Dale Walker’s Death Was the Black Horse, is an excellent biography of Arizona’s, William O. Buckey O’Neill. In it is the story of Dennis W. “Gus” Dilda. During the summer of 1885 Gus, his wife Georgia, and two scruffy children, Fern and John, arrived by wagon to the Prescott at Williamson Valley. Gus a brooding loner. He wasn’t a sociable man with his neighbors. He built a one-room shack and they settled in.

Pretty soon the neighboring ranches started missing chickens, turkeys and ducks and sometimes a calf. Dilda was immediately suspect as there hadn’t been any kind of burglarizing in the area until he arrived.

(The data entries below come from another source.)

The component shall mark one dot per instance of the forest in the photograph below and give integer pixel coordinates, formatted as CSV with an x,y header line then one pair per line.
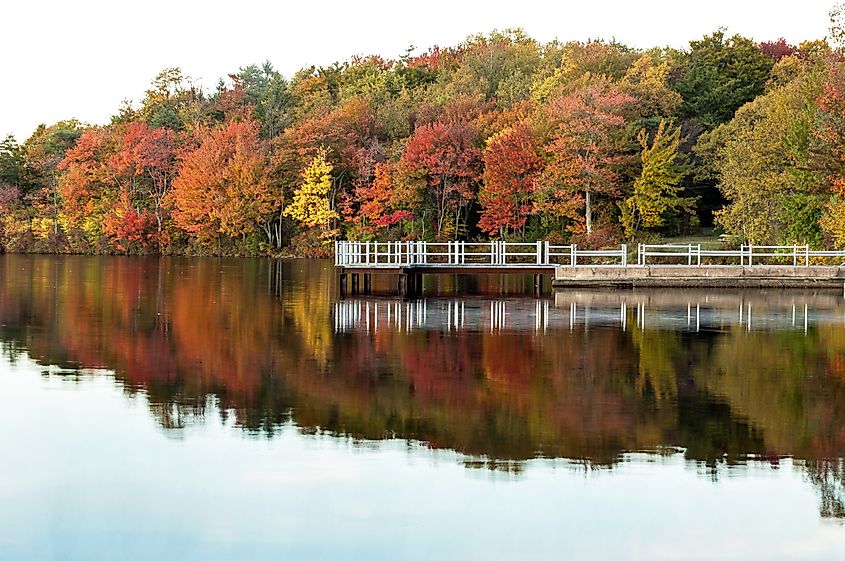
x,y
499,137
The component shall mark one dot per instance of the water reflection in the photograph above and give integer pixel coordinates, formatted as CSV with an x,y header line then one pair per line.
x,y
677,310
589,376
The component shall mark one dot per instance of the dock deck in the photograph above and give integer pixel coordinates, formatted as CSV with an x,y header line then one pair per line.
x,y
651,265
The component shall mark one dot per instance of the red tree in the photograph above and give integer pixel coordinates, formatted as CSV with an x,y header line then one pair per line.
x,y
584,149
447,157
223,186
511,167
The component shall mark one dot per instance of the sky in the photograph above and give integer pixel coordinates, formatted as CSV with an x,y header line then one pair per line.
x,y
83,58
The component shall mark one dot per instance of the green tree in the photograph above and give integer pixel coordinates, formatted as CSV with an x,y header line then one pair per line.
x,y
718,75
763,163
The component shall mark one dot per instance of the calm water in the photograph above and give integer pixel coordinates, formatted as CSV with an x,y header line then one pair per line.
x,y
238,410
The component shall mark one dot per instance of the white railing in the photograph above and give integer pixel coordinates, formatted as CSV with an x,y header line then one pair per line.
x,y
545,254
745,256
489,254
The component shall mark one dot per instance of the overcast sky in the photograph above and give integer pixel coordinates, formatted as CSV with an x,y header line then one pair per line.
x,y
81,58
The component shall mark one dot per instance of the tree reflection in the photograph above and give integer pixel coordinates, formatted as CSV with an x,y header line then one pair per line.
x,y
256,339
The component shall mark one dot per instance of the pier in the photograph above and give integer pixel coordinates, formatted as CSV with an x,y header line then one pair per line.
x,y
666,265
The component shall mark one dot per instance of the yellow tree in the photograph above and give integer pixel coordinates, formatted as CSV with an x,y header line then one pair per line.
x,y
310,205
656,189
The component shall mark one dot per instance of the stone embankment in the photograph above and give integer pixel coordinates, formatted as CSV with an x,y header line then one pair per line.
x,y
711,276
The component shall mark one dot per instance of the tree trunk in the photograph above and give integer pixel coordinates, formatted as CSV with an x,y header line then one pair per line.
x,y
588,213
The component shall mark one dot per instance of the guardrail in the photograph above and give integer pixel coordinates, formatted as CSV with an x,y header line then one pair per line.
x,y
545,254
490,254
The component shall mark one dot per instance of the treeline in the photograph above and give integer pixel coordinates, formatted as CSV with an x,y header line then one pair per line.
x,y
498,137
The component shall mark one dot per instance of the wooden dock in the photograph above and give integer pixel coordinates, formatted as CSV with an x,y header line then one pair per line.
x,y
569,266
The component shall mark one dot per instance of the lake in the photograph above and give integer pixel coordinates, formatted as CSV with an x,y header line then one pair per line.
x,y
170,408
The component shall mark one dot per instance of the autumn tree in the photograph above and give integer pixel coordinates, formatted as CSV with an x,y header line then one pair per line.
x,y
310,205
223,186
583,149
829,154
511,169
656,190
45,149
148,157
763,160
445,156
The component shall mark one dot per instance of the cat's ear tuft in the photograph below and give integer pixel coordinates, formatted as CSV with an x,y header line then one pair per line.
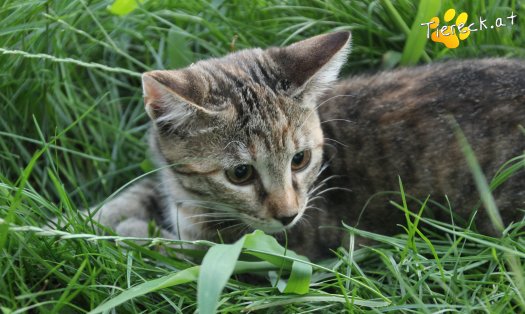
x,y
171,96
314,63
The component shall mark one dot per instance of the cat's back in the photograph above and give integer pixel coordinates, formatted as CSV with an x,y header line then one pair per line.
x,y
398,123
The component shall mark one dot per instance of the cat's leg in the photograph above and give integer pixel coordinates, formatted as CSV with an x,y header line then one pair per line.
x,y
130,212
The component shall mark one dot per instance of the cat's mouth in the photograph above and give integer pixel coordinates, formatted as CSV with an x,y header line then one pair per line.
x,y
273,225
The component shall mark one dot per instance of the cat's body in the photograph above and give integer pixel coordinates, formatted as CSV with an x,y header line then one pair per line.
x,y
245,141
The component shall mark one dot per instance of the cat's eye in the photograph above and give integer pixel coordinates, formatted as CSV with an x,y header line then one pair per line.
x,y
301,160
241,174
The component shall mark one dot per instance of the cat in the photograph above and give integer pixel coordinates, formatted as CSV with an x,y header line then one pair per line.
x,y
268,139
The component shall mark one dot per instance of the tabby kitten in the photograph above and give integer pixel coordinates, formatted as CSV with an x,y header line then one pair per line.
x,y
240,142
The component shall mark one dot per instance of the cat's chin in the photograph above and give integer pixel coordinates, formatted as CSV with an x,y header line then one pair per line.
x,y
272,227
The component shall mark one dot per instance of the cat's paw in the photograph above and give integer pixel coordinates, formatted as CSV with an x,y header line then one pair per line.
x,y
452,34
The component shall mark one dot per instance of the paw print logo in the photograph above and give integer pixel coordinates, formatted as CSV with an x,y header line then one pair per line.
x,y
451,35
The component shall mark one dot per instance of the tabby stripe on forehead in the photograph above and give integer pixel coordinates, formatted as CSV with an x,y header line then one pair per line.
x,y
266,76
262,135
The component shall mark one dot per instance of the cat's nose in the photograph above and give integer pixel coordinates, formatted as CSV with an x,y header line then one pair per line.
x,y
286,220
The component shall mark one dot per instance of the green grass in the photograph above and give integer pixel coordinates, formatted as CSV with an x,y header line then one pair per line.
x,y
72,129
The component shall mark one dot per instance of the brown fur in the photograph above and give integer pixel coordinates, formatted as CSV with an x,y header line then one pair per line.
x,y
262,108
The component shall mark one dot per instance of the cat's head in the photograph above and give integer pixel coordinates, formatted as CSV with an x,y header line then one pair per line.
x,y
243,131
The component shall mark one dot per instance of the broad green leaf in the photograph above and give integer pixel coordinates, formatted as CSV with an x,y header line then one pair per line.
x,y
217,267
417,38
261,242
299,281
178,278
123,7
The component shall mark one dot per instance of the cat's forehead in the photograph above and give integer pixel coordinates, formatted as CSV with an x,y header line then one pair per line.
x,y
243,76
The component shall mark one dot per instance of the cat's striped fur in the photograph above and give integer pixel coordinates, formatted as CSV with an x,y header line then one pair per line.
x,y
257,114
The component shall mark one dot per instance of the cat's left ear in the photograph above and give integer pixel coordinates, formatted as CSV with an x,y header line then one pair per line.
x,y
312,64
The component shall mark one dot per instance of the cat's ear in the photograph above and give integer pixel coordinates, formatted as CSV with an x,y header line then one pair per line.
x,y
172,96
314,63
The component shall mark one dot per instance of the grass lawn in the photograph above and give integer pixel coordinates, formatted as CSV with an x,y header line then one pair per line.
x,y
72,132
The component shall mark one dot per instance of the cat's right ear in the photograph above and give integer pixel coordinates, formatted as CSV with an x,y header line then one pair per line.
x,y
313,64
172,97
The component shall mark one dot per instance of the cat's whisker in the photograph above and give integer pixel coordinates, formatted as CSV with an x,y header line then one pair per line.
x,y
334,189
333,120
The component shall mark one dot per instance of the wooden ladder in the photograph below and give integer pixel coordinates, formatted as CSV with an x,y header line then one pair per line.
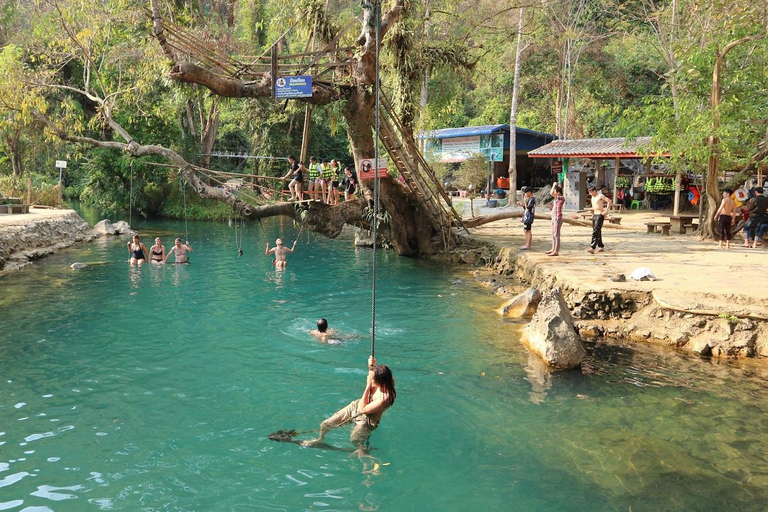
x,y
418,175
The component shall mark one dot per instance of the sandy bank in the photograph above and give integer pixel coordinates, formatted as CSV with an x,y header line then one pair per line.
x,y
30,236
698,282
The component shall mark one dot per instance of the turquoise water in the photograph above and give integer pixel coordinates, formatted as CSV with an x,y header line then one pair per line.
x,y
156,388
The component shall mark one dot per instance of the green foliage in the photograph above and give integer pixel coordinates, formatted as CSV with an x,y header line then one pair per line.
x,y
463,53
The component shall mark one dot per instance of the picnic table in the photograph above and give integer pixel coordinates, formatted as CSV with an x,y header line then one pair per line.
x,y
18,208
652,227
678,223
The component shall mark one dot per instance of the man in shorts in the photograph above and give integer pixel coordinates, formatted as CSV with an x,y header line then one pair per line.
x,y
179,252
529,209
280,251
600,205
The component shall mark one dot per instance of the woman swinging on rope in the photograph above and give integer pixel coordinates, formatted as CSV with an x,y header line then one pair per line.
x,y
365,412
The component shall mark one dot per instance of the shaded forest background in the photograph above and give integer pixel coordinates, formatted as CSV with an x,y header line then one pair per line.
x,y
691,74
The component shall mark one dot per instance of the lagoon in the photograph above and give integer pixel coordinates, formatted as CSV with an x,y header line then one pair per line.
x,y
156,389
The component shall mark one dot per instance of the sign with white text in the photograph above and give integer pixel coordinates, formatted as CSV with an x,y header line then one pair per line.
x,y
293,87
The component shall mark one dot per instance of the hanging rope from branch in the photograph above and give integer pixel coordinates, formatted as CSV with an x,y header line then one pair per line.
x,y
184,195
377,87
239,241
130,201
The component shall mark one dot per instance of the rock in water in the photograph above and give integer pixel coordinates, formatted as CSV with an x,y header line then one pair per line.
x,y
522,306
551,333
104,227
121,228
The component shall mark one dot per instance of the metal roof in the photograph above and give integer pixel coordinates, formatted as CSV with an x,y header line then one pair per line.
x,y
593,148
468,131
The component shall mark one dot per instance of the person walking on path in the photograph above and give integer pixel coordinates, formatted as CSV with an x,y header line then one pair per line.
x,y
600,205
726,216
757,210
529,209
557,217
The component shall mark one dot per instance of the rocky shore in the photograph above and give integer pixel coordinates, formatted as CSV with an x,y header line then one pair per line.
x,y
25,238
722,328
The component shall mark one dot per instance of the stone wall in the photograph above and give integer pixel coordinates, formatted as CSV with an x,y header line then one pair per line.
x,y
22,243
633,315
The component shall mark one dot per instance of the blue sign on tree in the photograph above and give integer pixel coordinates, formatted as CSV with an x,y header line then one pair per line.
x,y
293,87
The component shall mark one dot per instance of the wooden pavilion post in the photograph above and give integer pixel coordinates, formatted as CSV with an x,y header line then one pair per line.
x,y
599,174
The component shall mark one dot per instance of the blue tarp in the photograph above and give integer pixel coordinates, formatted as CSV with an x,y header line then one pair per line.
x,y
468,131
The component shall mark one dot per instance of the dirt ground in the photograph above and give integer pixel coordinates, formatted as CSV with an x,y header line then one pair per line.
x,y
20,219
692,274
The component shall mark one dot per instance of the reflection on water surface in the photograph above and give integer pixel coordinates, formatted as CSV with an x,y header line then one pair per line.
x,y
156,388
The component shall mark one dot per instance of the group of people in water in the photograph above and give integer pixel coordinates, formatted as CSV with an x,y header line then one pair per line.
x,y
156,254
324,181
365,412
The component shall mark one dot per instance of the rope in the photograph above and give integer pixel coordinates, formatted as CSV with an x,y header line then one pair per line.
x,y
184,194
377,88
130,200
239,243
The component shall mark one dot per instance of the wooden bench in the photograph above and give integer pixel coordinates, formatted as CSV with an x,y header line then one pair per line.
x,y
18,208
665,226
693,226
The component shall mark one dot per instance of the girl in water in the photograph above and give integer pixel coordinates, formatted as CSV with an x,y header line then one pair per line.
x,y
157,252
138,251
365,412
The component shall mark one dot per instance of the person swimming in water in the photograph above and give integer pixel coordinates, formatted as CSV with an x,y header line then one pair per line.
x,y
157,252
179,250
365,412
138,252
280,251
322,332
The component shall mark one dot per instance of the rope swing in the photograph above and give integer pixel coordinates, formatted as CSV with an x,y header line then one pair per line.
x,y
184,195
289,435
377,89
130,201
239,241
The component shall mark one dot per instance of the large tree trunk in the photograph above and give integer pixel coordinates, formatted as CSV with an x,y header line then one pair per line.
x,y
513,108
709,227
409,229
14,149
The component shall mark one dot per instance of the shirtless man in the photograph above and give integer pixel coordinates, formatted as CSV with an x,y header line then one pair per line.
x,y
179,251
600,205
725,216
280,251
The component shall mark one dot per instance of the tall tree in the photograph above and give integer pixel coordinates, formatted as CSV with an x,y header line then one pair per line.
x,y
519,49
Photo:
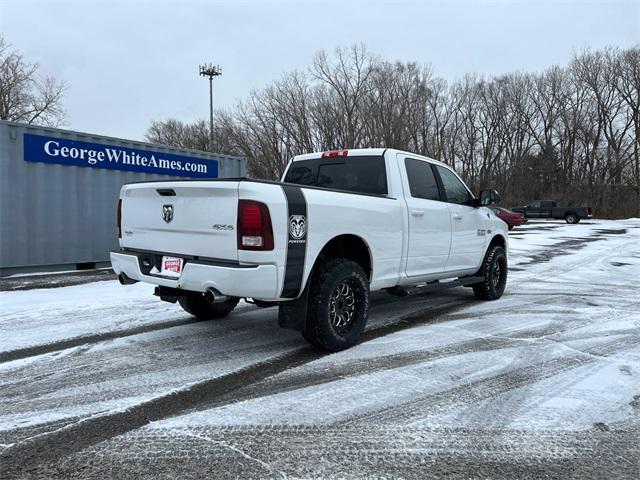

On December 20th Yavapai County Sheriff William Mulvenon, sent deputy Johnny Murphy out to investigate. Dilda saw him coming and  stuck the barrel of his rifle through a chink in the wall and shot him down without warning. He dragged Murphy’s body inside the shack and buried him beneath the floor. He then took his bedroll and some grub, and headed north on the deputy’s horse towards Ash Fork, some fifty miles north of Prescott.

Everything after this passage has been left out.